Photo: Esfandiari/UHH
This summer semester, the CSMC is once again hosting its Digital Lunch Seminar Series. The online series highlights how digital methods and material analysis can illuminate manuscript cultures across regions, periods, and media.
In four one-hour lunchtime talks, researchers from CSMC and partner institutions will present ongoing projects at the intersection of humanities, natural sciences, and computer science. The series opens on 1 June with ‘Evolution of Writing Systems: How the Material Choice and Phenomenology of Handwriting Shaped Southeast Asian Scripts’, given by Małgorzata Grzelec, Laura Gallardo, and Elisa Barney Smith.
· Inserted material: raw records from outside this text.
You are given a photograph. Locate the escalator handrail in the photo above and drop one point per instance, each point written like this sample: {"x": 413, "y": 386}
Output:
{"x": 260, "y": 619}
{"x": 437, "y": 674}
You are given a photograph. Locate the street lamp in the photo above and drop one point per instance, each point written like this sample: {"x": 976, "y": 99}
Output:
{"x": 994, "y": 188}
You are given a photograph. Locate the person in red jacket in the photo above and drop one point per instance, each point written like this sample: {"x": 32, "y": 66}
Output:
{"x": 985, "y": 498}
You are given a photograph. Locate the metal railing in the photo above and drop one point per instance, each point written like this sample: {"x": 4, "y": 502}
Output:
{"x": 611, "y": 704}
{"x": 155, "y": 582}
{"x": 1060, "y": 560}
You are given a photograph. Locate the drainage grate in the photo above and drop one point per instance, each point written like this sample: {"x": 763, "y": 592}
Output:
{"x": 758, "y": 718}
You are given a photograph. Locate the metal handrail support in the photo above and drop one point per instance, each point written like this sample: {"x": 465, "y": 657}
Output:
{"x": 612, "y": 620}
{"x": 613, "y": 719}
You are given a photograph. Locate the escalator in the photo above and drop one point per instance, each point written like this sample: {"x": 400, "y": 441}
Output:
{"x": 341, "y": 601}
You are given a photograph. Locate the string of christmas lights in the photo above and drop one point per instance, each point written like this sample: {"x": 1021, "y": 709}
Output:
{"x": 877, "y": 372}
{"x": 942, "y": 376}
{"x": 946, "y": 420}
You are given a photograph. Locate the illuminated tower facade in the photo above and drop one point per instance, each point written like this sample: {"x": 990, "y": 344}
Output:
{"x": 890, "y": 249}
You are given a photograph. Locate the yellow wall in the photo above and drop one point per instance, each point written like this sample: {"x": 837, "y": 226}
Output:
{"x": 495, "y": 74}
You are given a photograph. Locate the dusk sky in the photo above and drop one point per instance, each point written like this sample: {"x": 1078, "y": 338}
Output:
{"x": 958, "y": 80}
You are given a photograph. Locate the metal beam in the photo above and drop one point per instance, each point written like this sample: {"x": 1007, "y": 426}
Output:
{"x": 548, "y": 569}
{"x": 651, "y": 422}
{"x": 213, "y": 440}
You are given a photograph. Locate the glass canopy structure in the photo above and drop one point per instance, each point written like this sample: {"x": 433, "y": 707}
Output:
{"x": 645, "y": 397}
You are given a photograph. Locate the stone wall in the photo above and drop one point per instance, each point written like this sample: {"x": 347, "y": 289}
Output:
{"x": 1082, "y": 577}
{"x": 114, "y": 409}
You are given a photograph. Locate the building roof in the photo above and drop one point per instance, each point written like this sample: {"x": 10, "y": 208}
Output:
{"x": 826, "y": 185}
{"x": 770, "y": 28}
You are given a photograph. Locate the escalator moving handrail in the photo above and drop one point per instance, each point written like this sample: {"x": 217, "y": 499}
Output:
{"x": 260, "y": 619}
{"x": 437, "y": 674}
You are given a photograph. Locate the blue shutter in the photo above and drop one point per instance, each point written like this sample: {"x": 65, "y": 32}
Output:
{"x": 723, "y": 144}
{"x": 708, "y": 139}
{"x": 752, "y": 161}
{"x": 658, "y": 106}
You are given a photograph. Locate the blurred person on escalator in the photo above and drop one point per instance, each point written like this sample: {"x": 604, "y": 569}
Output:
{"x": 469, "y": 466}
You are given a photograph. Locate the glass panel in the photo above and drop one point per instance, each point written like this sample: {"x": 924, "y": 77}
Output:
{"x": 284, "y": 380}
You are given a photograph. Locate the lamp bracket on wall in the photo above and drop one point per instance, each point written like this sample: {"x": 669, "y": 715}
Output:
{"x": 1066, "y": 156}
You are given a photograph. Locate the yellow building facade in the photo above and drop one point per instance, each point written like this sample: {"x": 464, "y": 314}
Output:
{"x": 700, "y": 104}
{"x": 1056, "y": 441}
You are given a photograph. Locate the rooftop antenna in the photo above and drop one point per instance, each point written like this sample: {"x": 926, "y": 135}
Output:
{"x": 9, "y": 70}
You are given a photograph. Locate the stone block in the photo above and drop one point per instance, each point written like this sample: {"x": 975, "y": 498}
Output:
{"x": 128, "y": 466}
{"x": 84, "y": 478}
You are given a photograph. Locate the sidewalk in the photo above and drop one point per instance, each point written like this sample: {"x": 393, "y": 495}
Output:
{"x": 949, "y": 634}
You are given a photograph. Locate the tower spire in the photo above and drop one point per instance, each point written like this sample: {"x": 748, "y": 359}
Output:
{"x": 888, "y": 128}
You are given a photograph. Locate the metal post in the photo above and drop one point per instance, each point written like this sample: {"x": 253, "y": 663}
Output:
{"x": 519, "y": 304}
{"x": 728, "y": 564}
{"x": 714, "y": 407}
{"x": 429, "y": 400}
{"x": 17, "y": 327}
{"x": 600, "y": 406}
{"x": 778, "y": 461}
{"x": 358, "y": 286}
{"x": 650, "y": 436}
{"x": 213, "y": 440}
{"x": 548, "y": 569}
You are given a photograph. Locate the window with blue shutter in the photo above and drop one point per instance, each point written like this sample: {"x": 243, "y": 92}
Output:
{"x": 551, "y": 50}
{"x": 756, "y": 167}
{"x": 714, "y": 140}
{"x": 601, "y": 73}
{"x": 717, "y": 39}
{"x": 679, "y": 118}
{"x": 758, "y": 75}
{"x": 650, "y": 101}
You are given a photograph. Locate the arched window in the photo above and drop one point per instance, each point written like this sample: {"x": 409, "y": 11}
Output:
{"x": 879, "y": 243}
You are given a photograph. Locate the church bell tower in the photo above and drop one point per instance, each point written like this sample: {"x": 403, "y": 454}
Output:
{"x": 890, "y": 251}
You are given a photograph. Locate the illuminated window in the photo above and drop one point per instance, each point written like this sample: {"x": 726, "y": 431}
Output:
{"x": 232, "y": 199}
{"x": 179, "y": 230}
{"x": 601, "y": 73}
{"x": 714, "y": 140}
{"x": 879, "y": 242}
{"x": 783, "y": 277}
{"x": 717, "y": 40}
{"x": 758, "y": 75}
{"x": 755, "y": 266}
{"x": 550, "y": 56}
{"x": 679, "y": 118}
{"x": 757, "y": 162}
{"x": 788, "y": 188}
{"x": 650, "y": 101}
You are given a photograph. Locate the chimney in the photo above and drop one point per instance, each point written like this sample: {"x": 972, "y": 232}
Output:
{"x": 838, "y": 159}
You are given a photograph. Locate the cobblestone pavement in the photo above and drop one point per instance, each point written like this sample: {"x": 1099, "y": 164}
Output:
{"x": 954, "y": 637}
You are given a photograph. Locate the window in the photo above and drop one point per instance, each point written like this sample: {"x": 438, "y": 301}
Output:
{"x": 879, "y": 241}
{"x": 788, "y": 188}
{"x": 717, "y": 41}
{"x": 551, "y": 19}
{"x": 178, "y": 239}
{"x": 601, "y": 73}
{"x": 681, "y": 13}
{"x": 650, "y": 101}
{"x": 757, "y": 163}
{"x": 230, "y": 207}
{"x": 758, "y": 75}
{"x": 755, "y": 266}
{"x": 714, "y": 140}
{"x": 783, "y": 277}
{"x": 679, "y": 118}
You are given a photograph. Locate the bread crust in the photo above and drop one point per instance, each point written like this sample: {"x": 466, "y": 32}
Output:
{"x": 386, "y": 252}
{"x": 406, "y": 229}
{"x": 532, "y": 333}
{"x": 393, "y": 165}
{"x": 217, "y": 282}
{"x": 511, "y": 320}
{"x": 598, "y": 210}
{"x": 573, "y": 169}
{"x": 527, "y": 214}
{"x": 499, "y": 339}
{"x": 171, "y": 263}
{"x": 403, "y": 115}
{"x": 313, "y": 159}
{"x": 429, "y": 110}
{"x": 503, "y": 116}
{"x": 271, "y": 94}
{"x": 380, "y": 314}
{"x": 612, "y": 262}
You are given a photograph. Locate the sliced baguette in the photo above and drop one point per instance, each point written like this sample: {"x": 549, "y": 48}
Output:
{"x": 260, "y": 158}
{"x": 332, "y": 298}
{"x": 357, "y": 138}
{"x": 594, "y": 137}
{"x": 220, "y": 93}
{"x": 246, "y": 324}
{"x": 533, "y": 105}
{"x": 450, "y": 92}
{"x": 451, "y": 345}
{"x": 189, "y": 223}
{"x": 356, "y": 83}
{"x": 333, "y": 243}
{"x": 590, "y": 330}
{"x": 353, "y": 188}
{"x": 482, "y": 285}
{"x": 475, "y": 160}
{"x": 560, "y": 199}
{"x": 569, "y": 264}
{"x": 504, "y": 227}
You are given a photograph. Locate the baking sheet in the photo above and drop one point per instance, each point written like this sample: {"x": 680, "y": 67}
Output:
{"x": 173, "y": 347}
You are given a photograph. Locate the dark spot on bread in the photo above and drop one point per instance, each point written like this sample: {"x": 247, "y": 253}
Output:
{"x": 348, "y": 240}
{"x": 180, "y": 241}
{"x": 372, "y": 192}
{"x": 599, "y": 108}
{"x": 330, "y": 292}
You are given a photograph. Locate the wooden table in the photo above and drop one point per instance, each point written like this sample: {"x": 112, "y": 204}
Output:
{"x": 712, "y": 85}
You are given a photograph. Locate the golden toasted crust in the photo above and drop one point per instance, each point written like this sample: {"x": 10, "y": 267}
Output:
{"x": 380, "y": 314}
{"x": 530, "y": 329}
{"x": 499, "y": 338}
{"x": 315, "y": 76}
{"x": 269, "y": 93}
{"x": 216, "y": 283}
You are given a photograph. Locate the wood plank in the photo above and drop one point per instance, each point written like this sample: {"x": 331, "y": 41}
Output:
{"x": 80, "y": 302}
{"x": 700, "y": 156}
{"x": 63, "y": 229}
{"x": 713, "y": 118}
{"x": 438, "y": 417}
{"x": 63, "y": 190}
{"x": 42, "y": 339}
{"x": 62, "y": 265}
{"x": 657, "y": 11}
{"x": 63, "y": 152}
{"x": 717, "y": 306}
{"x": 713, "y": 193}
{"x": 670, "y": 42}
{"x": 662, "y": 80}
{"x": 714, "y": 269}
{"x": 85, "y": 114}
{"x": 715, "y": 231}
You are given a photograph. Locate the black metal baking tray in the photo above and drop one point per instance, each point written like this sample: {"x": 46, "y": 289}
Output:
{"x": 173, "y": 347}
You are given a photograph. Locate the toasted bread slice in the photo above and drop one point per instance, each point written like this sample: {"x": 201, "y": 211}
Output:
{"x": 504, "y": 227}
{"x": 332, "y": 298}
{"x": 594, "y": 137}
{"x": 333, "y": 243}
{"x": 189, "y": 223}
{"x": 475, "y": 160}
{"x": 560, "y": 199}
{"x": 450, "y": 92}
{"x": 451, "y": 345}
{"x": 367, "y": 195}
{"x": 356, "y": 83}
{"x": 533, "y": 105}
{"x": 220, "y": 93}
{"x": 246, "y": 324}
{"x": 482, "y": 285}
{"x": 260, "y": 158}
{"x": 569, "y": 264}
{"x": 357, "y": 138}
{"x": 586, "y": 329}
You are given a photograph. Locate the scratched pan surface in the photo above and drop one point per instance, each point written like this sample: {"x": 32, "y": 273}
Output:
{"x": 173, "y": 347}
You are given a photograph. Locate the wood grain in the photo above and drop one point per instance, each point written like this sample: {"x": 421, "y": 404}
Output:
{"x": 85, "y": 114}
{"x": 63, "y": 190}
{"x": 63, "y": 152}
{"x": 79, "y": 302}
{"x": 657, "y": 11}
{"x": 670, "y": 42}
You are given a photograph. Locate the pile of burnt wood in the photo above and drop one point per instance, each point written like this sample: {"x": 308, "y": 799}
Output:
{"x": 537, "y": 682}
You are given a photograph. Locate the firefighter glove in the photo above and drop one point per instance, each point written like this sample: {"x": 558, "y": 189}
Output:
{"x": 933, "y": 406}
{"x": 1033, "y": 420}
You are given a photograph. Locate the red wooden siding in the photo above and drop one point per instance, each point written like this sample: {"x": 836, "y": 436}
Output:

This talk examines the long-standing hypothesis that writing on palm leaves encouraged more rounded letter forms, combining mathematical analysis of character shapes with confocal laser microscopy and mechanical testing of incisions produced at DESY. By linking script geometry, writing tools, and substrate properties, the project sheds new light on how material conditions influenced the historical development of Southeast Asian scripts.
On 15 June, Agnieszka Helman-Ważny and Małgorzata Grzelec will present ‘Milk, Brain, Blood: Proteinaceous Substances of Animal Origin Used in Tibetan Manuscript Production’. Focusing on Tibetan religious manuscripts, the talk surveys the use of animal-derived materials such as glue, milk casein, bovine brain tissue, and even blood in inks, binders, and sizing agents. A case study on the Khams Brygyd volumes from the Oslo University Library highlights how advanced analytical techniques can identify these challenging components and clarify regional craft traditions.
On 29 June, Sandra Richter and Hussein Mohammed will explore ‘Computational Visual Cataloguing: A Case Study of Rilke’s Notebooks’. Their contribution introduces ‘computational visual catalogues’ that detect page- and word-level features such as orientation, colour, layout, and writing implements, and link them to precise locations in Rainer Maria Rilke’s notebooks. The talk positions computer vision as a tool for analysing the visual and material structure of manuscript images at scale, complementing conventional text-based editing.
The series concludes on 6 July with ‘Japanese Paper Clothing’ by Eike Grossmann and Agnieszka Helman-Ważny. This talk focuses on Japanese washi paper as a material for garments that are at once functional, durable, and rich in ritual and cultural meanings. Through visual examples and scientific analysis, the speakers show how washi clothing blurs the boundary between textile, manuscript, and written artefact.
The lecture series is open to everyone. More information on the talks, the contributors, and how to join is available on the website of the seminar series.